Reputation: 77
Using BigQuery, I want to group pages depending on their title with one query and calculate different metrics on the groups. As the rules on titles are not mutually exclusive, I've done it this way:
SELECT SUM(views) views, title_group
FROM `fh-bigquery.wikipedia_v3.pageviews_2019`
CROSS JOIN
UNNEST([
CASE WHEN (title LIKE '%game%')
THEN 'games_group' END,
CASE WHEN (title LIKE '%sport%')
THEN 'sports_group' END
]) AS title_group
WHERE DATE(datehour) BETWEEN '2019-01-01' AND '2019-01-10'AND wiki='en'
GROUP BY title_group
Here is the result:
views ... title_group
3414469869 ...
4355264 ... games_group
1361074 ... sports_group
However, the number 3414469869 for the views of the pages that don't belong to any group is wrong. Indeed, when a title doesn't contain "game" (or "sport"), we get UNNEST([null, "sports_group"]
) (or UNNEST(["games_group", null])
) so we still count the views for the null group. When a title doesn't contain "game" neither "sport", the views are even counted twice.
Is there a way to remove duplicates from the array ?
Upvotes: 1
Views: 1055
Reputation: 1269773
How about adding another group?
SELECT SUM(views) views, title_group
FROM `fh-bigquery.wikipedia_v3.pageviews_2019` CROSS JOIN
UNNEST([CASE WHEN title LIKE '%game%' THEN 'games_group' END,
CASE WHEN title LIKE '%sport%' THEN 'sports_group' END,
CASE WHEN title NOT LIKE '%game%' AND title NOT LIKE '%sport%' THEN 'Neither' END
]) AS title_group
WHERE DATE(datehour) BETWEEN '2019-01-01' AND '2019-01-10' AND
wiki = 'en' AND
title_group IS NOT NULL
GROUP BY title_group;
Note: This doesn't take NULL
titles into account. I don't know if that is important.

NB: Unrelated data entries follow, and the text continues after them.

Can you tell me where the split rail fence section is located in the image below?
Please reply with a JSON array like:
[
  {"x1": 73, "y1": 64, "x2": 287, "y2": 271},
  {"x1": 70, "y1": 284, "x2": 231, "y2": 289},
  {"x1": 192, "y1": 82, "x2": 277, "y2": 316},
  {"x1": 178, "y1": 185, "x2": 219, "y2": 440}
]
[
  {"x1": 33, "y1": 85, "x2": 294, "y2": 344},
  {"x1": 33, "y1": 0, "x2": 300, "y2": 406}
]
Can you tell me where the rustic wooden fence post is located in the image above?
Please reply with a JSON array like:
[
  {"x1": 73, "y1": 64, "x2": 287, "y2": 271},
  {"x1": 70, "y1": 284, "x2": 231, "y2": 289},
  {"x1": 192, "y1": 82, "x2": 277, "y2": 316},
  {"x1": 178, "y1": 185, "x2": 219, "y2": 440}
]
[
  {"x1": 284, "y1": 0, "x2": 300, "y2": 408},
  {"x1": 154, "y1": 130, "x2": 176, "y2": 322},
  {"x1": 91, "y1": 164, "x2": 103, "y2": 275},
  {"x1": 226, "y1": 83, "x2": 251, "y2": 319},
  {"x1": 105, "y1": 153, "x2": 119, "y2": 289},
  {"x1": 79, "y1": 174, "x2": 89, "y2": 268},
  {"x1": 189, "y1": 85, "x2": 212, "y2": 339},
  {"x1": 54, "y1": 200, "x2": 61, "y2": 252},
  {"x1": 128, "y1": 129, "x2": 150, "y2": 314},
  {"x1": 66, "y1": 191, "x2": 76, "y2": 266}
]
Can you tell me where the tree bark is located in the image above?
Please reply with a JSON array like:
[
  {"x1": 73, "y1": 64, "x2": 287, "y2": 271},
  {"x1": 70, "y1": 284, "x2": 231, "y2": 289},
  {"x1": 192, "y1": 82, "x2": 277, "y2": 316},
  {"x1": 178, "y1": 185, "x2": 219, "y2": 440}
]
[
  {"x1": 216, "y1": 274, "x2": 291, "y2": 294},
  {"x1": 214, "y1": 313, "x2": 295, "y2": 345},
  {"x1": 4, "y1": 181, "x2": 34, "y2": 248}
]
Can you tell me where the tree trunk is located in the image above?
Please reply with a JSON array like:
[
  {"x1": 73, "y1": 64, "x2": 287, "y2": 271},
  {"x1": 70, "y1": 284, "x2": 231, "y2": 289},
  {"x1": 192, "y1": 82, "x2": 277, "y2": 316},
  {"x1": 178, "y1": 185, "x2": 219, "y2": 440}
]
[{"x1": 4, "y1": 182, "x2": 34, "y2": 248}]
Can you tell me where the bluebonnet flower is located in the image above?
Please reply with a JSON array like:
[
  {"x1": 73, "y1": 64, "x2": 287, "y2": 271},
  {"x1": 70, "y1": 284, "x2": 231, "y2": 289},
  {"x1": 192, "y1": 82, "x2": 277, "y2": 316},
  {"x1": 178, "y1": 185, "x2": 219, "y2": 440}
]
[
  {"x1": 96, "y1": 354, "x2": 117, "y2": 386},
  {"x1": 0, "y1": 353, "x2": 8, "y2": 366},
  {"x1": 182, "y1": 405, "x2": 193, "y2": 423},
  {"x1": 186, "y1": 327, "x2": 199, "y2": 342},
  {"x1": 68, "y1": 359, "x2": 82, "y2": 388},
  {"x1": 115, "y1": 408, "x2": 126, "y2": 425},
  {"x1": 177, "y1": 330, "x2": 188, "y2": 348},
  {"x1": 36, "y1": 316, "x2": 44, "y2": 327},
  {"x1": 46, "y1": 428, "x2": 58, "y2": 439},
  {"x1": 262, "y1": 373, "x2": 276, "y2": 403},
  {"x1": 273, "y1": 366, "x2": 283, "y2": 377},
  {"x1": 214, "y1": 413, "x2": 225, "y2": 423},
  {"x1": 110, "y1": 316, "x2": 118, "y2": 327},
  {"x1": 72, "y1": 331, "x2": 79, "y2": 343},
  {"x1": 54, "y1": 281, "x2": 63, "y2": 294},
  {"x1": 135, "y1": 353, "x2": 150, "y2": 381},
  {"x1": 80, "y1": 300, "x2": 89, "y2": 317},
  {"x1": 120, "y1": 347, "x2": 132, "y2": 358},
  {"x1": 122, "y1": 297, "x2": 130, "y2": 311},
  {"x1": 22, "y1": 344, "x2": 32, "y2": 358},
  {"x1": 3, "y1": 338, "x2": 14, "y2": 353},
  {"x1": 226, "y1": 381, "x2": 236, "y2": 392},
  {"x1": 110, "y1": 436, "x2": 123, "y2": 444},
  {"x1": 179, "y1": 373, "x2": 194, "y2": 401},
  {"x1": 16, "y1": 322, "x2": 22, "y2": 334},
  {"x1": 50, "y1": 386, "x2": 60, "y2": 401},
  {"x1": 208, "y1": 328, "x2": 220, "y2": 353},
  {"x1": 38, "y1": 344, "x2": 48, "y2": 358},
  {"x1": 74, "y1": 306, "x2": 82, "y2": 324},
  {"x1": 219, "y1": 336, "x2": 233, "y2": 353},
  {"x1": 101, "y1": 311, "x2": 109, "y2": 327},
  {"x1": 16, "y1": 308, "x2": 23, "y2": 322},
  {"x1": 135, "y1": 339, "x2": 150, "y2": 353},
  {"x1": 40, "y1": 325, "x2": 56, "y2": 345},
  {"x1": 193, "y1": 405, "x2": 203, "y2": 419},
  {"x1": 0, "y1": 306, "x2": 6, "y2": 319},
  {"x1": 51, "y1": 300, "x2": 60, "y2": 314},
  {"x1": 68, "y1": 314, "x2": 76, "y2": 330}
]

However, I would phrase this using two columns:
SELECT (title LIKE '%game%') as is_game,
(title LIKE '%sport%') as is_sport,
SUM(views)
FROM `fh-bigquery.wikipedia_v3.pageviews_2019`
WHERE DATE(datehour) BETWEEN '2019-01-01' AND '2019-01-10' AND
wiki = 'en' AND
title_group IS NOT NULL
GROUP BY is_game, is_sport;
This doesn't return the same rows as yours -- games and sports are split across two rows. But you can see the combinations.
EDIT:
Now that I think of this, you just want a LEFT JOIN
:
SELECT g.title_group, SUM(pv.views) as views,
FROM `fh-bigquery.wikipedia_v3.pageviews_2019` pv LEFT JOIN
(SELECT '%game%' as pattern, 'games_group' as title_group UNION ALL
SELECT '%sport%', 'sports_group' as title_group UNION ALL
) g
ON pv.title LIKE g.pattern
WHERE DATE(datehour) BETWEEN '2019-01-01' AND '2019-01-10' AND
wiki = 'en' AND
GROUP BY g.title_group;
Upvotes: 2
Reputation: 172993
Below is for BigQuery Standard SQL
#standardSQL
SELECT SUM(views) views, title_group
FROM `fh-bigquery.wikipedia_v3.pageviews_2019`,
UNNEST(
CASE WHEN REGEXP_CONTAINS(title, r'game|sport') THEN
[
CASE WHEN (title LIKE '%game%') THEN 'games_group' END,
CASE WHEN (title LIKE '%sport%') THEN 'sports_group' END
]
ELSE ['other']
END
) AS title_group
WHERE DATE(datehour) BETWEEN '2019-01-01' AND '2019-01-10'AND wiki='en'
AND title_group IS NOT NULL
GROUP BY title_group
Upvotes: 0